While serving in Florida’s House of Representatives, Marco Rubio had a number of financial problems, including misuse of a Republican Party credit card. The senator’s messy finances may become a bigger campaign issue if he moves up in the race, and now the Washington Post has added a much simpler ethical issue to the list. The paper reports that in July 2002, when Rubio was majority whip of the Florida House of Representatives, he sent a letter on official stationery recommending that the Florida Division of Real Estate grant his brother-in-law a real-estate license. The problem: Rubio failed to note that Orlando Cicilia is married to his sister, Barbara, and Cicilia had recently been released from prison after being convicted of distributing $15 million worth of cocaine.

I have known Mr. Cicilia for over 25 years,” Rubio wrote, without noting that he was living with Rubio’s parents at the time. “I recommend him for licensure without reservation. If I can be of further assistance on this matter, please do not hesitate to contact me directly.”

While fraud convictions are frowned upon by the seven members of the Florida Real Estate Commission, felons are not barred from holding real-estate licenses in the state, and can have character witnesses testify on their behalf.

Rubio’s presidential campaign adviser, Todd Harris, said it’s “appalling and shameful” that the Post is dragging Cicilia into the race.

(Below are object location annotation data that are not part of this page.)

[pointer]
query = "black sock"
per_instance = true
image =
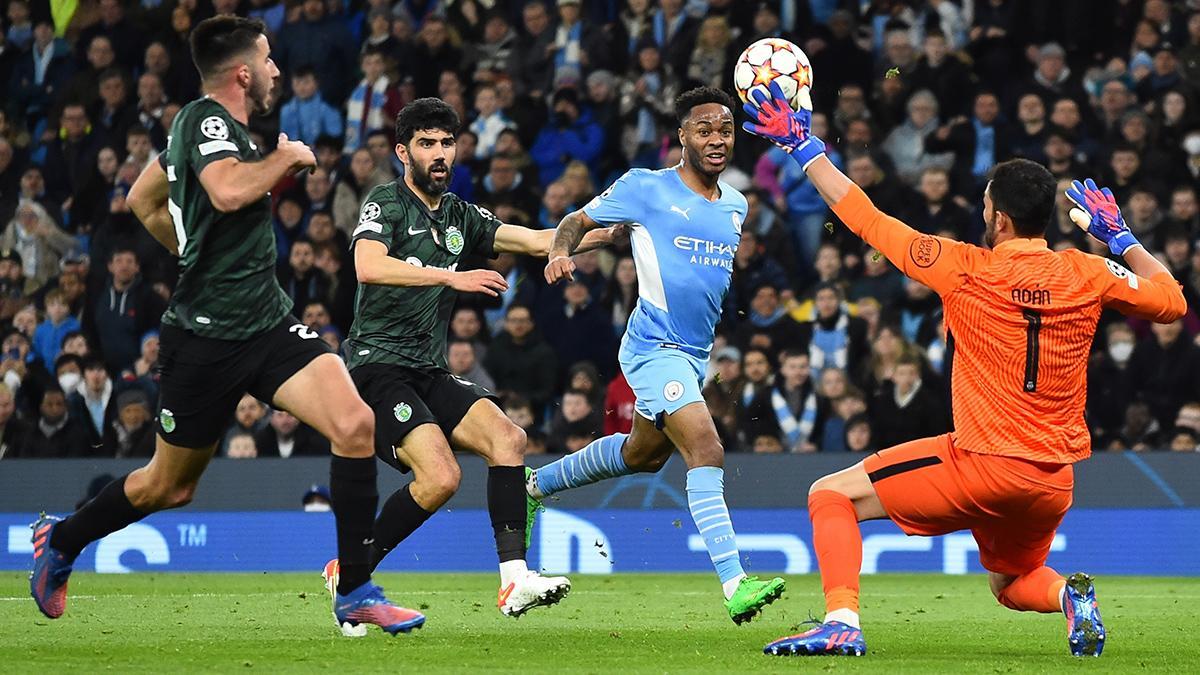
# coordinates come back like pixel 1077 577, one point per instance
pixel 354 497
pixel 106 513
pixel 401 517
pixel 507 505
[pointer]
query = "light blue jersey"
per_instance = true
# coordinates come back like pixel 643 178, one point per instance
pixel 683 250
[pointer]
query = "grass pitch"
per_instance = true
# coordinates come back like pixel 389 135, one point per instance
pixel 629 622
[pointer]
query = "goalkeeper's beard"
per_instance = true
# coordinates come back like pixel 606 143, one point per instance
pixel 427 184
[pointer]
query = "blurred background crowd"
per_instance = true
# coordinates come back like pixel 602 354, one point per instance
pixel 823 345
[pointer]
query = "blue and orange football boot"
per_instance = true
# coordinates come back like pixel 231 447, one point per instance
pixel 827 639
pixel 1085 629
pixel 52 569
pixel 367 604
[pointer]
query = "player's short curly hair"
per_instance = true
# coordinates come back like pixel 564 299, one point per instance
pixel 699 96
pixel 426 113
pixel 216 40
pixel 1025 192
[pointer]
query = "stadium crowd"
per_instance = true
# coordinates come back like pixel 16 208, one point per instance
pixel 823 346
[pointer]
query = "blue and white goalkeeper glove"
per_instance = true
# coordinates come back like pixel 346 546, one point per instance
pixel 1096 210
pixel 774 120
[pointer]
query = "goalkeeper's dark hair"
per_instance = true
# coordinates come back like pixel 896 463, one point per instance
pixel 426 113
pixel 699 96
pixel 1025 192
pixel 217 40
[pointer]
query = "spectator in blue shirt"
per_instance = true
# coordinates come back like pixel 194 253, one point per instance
pixel 48 335
pixel 322 42
pixel 307 117
pixel 571 135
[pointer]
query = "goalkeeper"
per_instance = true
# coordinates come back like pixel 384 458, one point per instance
pixel 1023 318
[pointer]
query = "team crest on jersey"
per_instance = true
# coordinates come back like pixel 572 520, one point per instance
pixel 403 412
pixel 454 240
pixel 371 210
pixel 215 129
pixel 167 420
pixel 484 211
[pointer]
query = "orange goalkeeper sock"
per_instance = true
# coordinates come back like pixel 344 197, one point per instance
pixel 839 548
pixel 1035 591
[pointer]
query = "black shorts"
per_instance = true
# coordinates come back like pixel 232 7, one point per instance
pixel 405 398
pixel 203 378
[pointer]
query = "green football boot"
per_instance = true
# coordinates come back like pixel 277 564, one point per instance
pixel 751 596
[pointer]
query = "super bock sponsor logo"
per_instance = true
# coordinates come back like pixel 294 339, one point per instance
pixel 454 240
pixel 402 411
pixel 215 129
pixel 370 211
pixel 167 420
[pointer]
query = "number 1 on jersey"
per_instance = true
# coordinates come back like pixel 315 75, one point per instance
pixel 1031 348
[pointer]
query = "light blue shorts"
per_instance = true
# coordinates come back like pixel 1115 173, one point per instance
pixel 664 380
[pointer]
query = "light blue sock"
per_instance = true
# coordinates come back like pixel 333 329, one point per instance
pixel 598 460
pixel 706 501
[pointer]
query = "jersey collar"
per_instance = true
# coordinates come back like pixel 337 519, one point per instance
pixel 1021 244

He argued that the letter is a nonissue because Rubio “recommended scores of Floridians for various professionals positions,” and mentioning his relationship with Cicilia actually would have been “highly inappropriate” since it “could be perceived as exerting undue pressure.”

Danielle Brian, executive director of the government-watchdog group Project on Government Oversight, countered that when personal relationships are involved, that’s actually not the preferred course of action. “The general rule of thumb I apply to conflicts of interest is, if you can’t eliminate them, you need to manage them by disclosing the conflict,” she said. “I’m uncomfortable that he didn’t acknowledge the conflict.”